According to an HHS report released in 2018, “states should consider changes to their scope of practice statutes to allow all health care providers to practice to the top of their license, utilizing their full skill set.”

Avalon pointed to the “considerable overlap in the education and medical training for doctors of optometry and ophthalmologists.”

Ophthalmologists may gain general medical knowledge in medical school and learn the specifics of visual systems and eye surgery during their residencies, according to the report. Optometry students concentrate on the eye as well as general medical knowledge and often follow with a residency.

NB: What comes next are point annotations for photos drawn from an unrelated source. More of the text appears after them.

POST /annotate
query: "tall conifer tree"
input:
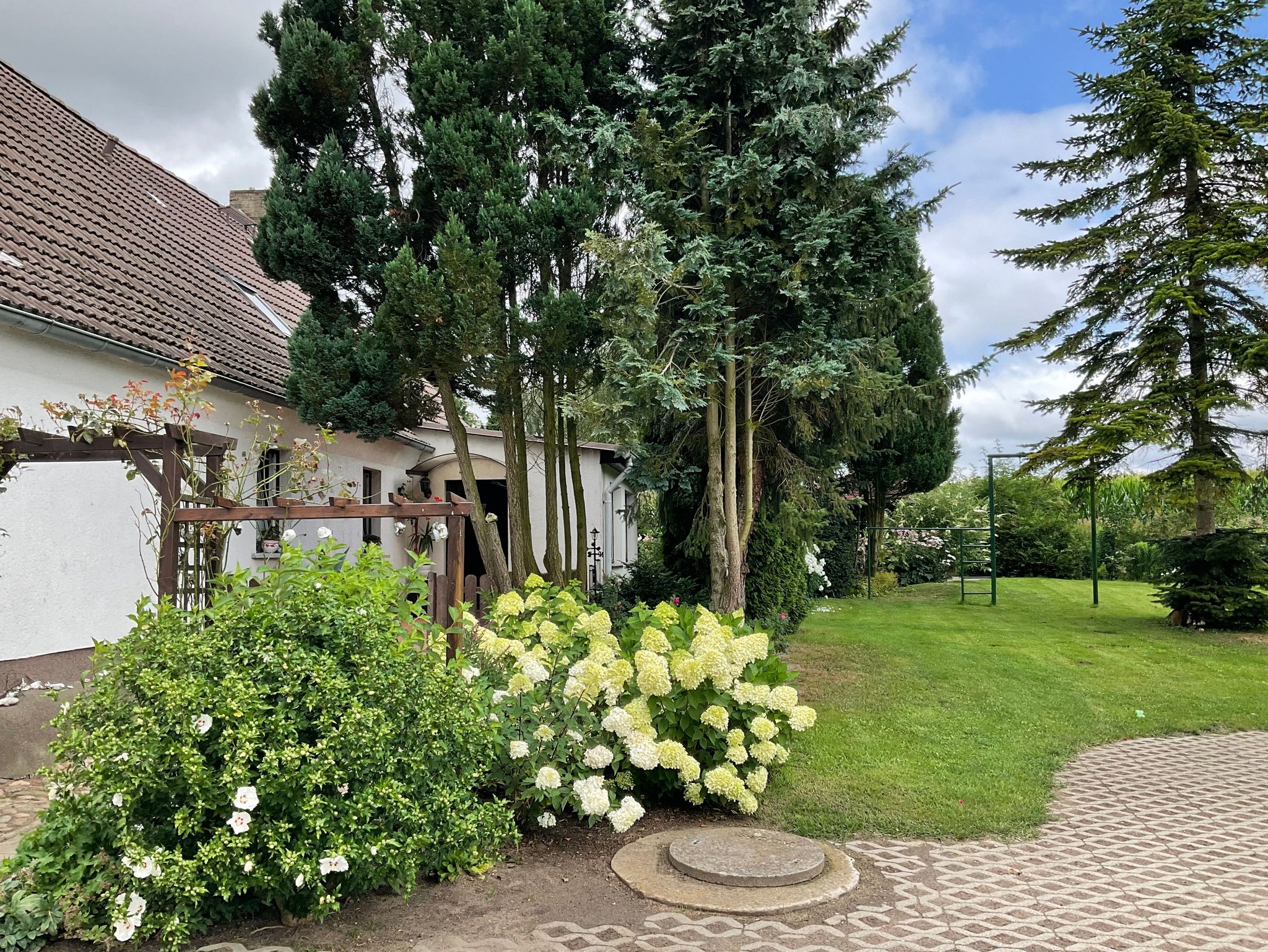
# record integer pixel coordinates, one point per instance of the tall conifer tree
(1167, 324)
(747, 302)
(917, 451)
(448, 168)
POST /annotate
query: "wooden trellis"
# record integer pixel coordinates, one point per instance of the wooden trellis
(170, 462)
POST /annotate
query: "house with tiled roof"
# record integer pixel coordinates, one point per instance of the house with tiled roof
(112, 269)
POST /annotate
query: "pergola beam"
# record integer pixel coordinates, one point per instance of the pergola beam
(353, 510)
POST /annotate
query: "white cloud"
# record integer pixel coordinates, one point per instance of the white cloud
(996, 416)
(170, 79)
(984, 298)
(940, 82)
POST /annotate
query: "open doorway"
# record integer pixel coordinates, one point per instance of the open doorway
(492, 493)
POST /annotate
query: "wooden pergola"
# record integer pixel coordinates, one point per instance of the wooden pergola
(184, 468)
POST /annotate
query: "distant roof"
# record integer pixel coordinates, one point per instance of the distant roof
(95, 236)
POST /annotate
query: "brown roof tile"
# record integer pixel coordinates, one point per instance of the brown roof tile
(113, 244)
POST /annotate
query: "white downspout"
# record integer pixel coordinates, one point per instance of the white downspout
(610, 521)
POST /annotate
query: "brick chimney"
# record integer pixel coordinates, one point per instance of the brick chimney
(249, 202)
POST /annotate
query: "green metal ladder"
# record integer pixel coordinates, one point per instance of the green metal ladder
(973, 554)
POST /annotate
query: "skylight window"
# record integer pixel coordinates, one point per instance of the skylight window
(261, 306)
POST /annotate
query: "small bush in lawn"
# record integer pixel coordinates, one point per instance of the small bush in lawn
(679, 701)
(778, 589)
(884, 584)
(916, 556)
(1217, 579)
(288, 747)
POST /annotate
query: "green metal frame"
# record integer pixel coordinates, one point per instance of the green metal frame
(960, 549)
(991, 530)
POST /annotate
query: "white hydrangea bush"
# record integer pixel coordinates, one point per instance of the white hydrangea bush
(284, 750)
(596, 723)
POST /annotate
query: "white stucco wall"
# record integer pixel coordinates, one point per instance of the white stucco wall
(72, 563)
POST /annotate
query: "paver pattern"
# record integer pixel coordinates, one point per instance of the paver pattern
(20, 802)
(1157, 844)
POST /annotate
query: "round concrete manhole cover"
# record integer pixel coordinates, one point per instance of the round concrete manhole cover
(747, 857)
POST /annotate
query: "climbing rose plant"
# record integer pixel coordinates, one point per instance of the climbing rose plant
(300, 742)
(679, 703)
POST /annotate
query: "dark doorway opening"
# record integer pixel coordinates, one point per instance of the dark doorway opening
(492, 493)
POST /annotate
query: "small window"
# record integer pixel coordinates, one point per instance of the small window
(260, 305)
(371, 490)
(268, 488)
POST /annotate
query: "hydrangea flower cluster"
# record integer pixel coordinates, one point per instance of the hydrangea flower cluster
(595, 719)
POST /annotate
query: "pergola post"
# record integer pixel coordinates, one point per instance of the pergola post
(456, 566)
(174, 448)
(169, 534)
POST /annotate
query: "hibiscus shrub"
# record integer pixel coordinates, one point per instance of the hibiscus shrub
(291, 746)
(677, 703)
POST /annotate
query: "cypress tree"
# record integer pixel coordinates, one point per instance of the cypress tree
(1166, 324)
(452, 179)
(918, 449)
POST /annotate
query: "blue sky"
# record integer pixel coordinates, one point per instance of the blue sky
(992, 89)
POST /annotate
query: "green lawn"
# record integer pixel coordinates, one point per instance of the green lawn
(946, 720)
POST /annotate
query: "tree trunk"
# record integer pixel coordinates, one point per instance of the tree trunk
(733, 599)
(555, 563)
(746, 526)
(578, 497)
(562, 453)
(1200, 372)
(717, 506)
(515, 527)
(486, 534)
(528, 557)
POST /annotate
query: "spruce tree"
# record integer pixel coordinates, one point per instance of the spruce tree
(1166, 325)
(452, 174)
(745, 308)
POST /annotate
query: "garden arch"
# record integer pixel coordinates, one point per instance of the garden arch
(183, 467)
(973, 547)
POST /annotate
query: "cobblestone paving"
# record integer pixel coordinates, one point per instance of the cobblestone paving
(1158, 844)
(19, 803)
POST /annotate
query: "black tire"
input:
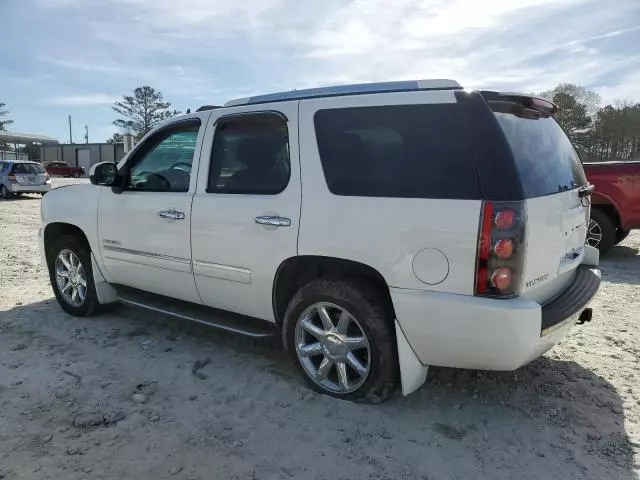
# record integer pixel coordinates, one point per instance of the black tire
(5, 194)
(374, 318)
(621, 235)
(607, 231)
(79, 247)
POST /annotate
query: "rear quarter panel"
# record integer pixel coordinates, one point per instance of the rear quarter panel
(384, 233)
(617, 184)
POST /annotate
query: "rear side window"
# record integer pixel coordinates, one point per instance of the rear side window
(546, 161)
(250, 155)
(405, 151)
(28, 168)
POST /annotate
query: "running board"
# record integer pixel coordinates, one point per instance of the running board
(212, 317)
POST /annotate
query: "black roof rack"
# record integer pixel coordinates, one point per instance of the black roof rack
(207, 107)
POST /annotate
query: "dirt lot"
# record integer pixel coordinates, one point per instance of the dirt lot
(132, 395)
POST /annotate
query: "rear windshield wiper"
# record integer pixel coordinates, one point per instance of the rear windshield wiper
(586, 190)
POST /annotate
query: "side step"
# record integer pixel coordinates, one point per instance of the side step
(220, 319)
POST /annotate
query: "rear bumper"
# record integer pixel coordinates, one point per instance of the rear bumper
(488, 334)
(572, 301)
(17, 188)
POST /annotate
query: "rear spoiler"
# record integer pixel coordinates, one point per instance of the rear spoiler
(519, 103)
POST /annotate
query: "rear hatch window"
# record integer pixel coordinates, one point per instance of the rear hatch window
(28, 168)
(545, 159)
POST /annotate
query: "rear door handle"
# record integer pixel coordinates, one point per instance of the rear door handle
(171, 214)
(273, 221)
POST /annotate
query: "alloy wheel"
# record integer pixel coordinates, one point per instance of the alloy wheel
(71, 278)
(332, 348)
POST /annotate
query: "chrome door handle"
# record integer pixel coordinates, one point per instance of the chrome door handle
(273, 221)
(171, 214)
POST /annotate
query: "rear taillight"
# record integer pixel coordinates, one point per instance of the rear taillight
(500, 249)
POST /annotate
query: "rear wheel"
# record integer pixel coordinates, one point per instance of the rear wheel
(621, 235)
(69, 262)
(602, 231)
(341, 340)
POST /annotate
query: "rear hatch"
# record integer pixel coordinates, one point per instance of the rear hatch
(554, 184)
(29, 173)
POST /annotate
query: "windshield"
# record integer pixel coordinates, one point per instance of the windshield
(545, 158)
(28, 168)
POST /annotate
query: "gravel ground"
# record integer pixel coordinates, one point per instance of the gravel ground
(128, 394)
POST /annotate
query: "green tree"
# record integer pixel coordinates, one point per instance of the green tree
(142, 111)
(4, 113)
(117, 138)
(576, 108)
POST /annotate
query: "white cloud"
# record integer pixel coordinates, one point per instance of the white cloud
(207, 51)
(82, 100)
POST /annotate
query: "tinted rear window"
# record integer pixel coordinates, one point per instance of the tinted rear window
(28, 168)
(406, 151)
(545, 158)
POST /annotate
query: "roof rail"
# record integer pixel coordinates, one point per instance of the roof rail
(357, 89)
(208, 107)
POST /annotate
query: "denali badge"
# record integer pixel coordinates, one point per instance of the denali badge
(536, 281)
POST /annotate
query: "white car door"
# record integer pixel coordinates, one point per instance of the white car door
(246, 208)
(144, 230)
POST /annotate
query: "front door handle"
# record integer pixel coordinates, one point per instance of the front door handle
(273, 221)
(171, 214)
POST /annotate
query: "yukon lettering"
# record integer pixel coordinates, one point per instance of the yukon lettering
(537, 281)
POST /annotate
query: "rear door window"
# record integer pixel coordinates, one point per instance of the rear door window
(404, 151)
(546, 161)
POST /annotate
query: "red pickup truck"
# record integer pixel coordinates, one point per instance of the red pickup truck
(615, 203)
(64, 170)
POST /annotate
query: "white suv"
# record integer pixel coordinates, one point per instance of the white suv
(379, 228)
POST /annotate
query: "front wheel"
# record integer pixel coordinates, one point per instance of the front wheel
(69, 262)
(341, 339)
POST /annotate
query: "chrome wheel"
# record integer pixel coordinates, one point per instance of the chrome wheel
(332, 348)
(594, 235)
(71, 278)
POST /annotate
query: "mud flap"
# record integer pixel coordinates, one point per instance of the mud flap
(104, 291)
(412, 373)
(591, 256)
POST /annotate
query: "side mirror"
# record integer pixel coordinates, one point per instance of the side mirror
(104, 174)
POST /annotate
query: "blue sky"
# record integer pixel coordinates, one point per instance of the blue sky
(60, 57)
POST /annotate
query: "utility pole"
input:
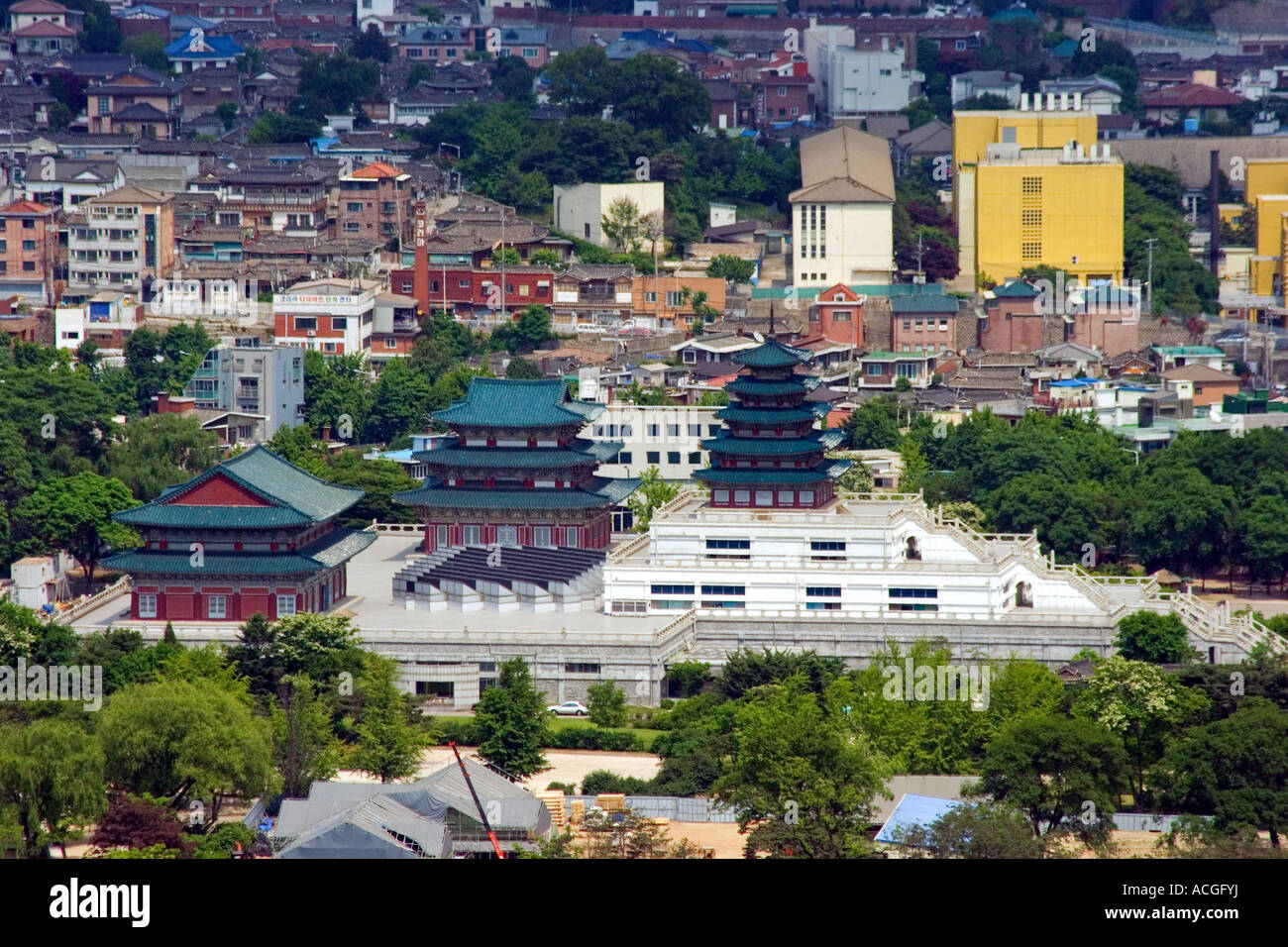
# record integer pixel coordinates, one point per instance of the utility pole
(1149, 277)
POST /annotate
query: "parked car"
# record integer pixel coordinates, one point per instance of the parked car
(568, 709)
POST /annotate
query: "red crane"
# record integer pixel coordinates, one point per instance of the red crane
(477, 802)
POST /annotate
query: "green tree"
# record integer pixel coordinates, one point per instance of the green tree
(690, 676)
(1141, 703)
(732, 269)
(652, 493)
(1234, 770)
(387, 745)
(159, 451)
(227, 112)
(304, 748)
(187, 740)
(802, 766)
(75, 514)
(606, 703)
(370, 44)
(622, 224)
(274, 128)
(513, 722)
(1153, 638)
(874, 425)
(52, 775)
(513, 77)
(523, 368)
(147, 50)
(1051, 767)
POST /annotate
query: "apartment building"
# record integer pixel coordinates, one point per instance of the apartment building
(141, 101)
(123, 240)
(394, 329)
(263, 382)
(29, 252)
(281, 200)
(1033, 185)
(107, 318)
(842, 214)
(376, 201)
(330, 316)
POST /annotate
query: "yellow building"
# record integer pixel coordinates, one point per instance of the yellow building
(1035, 188)
(1263, 176)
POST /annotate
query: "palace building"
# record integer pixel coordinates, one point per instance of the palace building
(516, 474)
(769, 453)
(254, 534)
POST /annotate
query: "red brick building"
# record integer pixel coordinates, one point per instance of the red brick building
(29, 250)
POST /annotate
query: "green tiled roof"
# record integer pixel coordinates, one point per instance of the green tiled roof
(765, 445)
(601, 492)
(581, 453)
(294, 497)
(772, 355)
(333, 549)
(771, 388)
(511, 403)
(1017, 289)
(768, 415)
(922, 303)
(827, 471)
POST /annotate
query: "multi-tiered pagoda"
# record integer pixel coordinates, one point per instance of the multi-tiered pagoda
(516, 472)
(769, 453)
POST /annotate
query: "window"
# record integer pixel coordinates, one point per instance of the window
(913, 600)
(728, 544)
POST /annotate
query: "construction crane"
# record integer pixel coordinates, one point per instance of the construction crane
(477, 802)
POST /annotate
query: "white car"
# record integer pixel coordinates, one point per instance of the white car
(568, 709)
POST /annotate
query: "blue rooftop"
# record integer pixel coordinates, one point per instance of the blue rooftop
(198, 46)
(914, 810)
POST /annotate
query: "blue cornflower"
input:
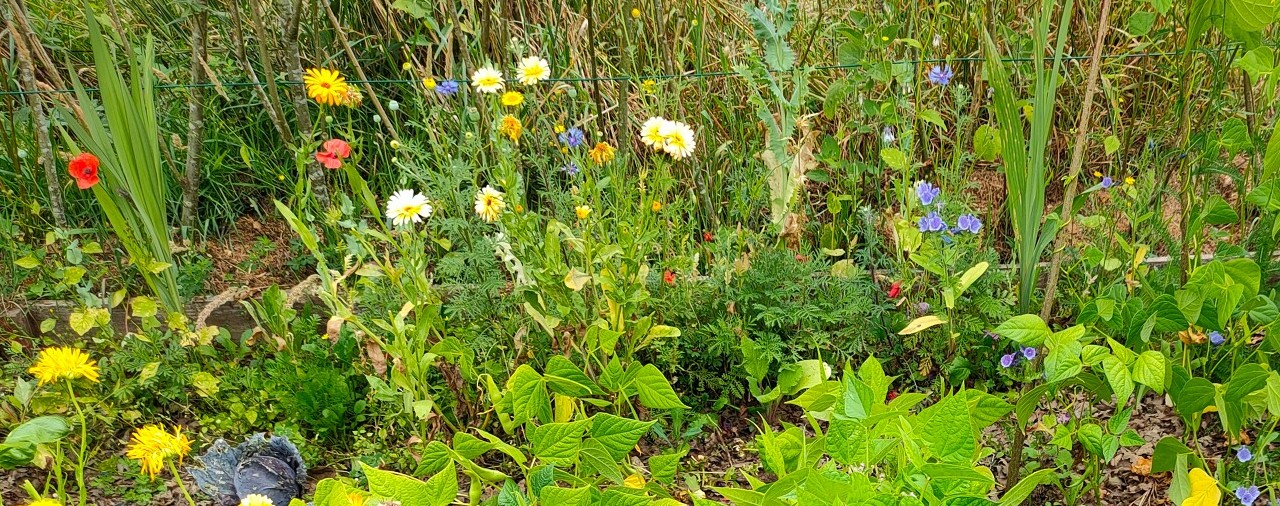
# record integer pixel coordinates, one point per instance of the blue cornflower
(572, 137)
(941, 76)
(1247, 495)
(968, 223)
(447, 87)
(1008, 360)
(927, 192)
(932, 223)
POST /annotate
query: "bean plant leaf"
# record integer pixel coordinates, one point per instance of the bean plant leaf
(1025, 329)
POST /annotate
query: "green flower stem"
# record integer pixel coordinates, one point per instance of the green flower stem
(80, 456)
(181, 484)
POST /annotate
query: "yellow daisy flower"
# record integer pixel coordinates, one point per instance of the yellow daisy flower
(602, 153)
(487, 80)
(151, 446)
(63, 363)
(510, 127)
(512, 99)
(533, 69)
(650, 132)
(325, 86)
(256, 500)
(489, 204)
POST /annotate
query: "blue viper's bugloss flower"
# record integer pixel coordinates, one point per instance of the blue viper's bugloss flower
(932, 223)
(447, 87)
(572, 137)
(927, 192)
(968, 223)
(941, 76)
(1247, 495)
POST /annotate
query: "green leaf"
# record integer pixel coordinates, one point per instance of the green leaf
(561, 496)
(1139, 24)
(594, 459)
(529, 400)
(1150, 370)
(986, 142)
(438, 491)
(557, 442)
(654, 390)
(1024, 487)
(947, 429)
(895, 159)
(617, 434)
(1119, 377)
(1025, 329)
(567, 379)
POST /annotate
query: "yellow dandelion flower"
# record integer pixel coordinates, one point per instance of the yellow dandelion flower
(487, 80)
(325, 86)
(151, 446)
(602, 153)
(677, 140)
(352, 97)
(533, 69)
(650, 132)
(63, 363)
(257, 500)
(510, 127)
(489, 204)
(512, 99)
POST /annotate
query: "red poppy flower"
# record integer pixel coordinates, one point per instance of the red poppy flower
(334, 151)
(83, 168)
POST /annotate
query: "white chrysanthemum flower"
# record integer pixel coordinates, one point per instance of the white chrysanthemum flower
(407, 206)
(487, 80)
(489, 204)
(650, 132)
(677, 140)
(533, 69)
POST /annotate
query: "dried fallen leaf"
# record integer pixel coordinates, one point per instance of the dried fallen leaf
(1141, 466)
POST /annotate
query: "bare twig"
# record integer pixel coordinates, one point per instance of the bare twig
(1082, 131)
(195, 115)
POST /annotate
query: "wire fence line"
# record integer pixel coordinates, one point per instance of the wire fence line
(652, 77)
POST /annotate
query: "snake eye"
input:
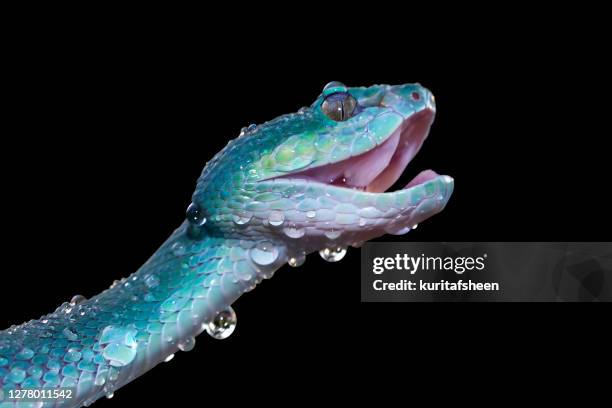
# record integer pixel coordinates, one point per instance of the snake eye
(339, 106)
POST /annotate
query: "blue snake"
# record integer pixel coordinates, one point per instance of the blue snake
(311, 181)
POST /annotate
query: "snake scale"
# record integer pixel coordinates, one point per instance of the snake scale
(311, 181)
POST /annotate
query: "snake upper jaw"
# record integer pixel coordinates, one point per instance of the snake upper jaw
(379, 168)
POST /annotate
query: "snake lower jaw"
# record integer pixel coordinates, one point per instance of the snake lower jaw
(376, 170)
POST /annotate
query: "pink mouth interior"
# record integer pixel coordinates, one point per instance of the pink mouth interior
(378, 169)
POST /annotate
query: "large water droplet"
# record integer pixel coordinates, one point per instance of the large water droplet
(294, 232)
(77, 299)
(242, 217)
(120, 343)
(151, 281)
(334, 87)
(276, 218)
(297, 259)
(178, 249)
(264, 253)
(70, 335)
(195, 215)
(223, 325)
(187, 344)
(333, 254)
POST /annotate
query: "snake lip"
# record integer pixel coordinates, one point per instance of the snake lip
(380, 167)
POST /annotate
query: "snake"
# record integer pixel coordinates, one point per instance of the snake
(320, 179)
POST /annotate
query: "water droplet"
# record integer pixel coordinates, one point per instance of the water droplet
(334, 87)
(70, 335)
(187, 344)
(297, 260)
(178, 249)
(333, 234)
(276, 218)
(120, 343)
(109, 390)
(195, 215)
(333, 254)
(77, 299)
(223, 325)
(242, 218)
(151, 281)
(264, 253)
(294, 232)
(25, 354)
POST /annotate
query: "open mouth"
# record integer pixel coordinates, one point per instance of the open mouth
(379, 168)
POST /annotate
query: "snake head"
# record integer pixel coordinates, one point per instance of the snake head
(319, 178)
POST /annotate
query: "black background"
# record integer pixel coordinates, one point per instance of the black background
(105, 135)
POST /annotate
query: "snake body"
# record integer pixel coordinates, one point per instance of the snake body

“Consequently, doctors of optometry ... benefit from substantially more applied clinical experience compared to that of a typical medical doctor,” the report said.

Avalon said doctors of optometry reduce the overall transaction costs associated with obtaining eye health services. These costs are calculated using time spent by the patient to obtain care, including travel and waiting time.

The firm also conducted a cost-benefit analysis that considered the health benefits associated with access to care and the transaction cost reductions, which results in the estimated savings of $4.6 billion per year.

Avalon concluded that the U.S. voter support for optometrists to practice at the highest levels of their training and the importance they place on access to such qualified providers “accentuates the disparity between practical application and antiquated opposition to legislative efforts that enhance scope of practice.” This support, in addition to the health care savings estimates, indicate that expanded scope of practice “is necessary to meet the increasing demands on the U.S. health care system.”

“We will be actively spotlighting this report to the public, news media and policymakers,” Hymes said to the delegates. “Review the report and its findings and join the efforts to spread the word and correct the record when it’s needed about optometry’s expanding role in eye and health care.” – by Nancy Hemphill, ELS, FAAO


Disclosure: Hymes is employed by the AOA.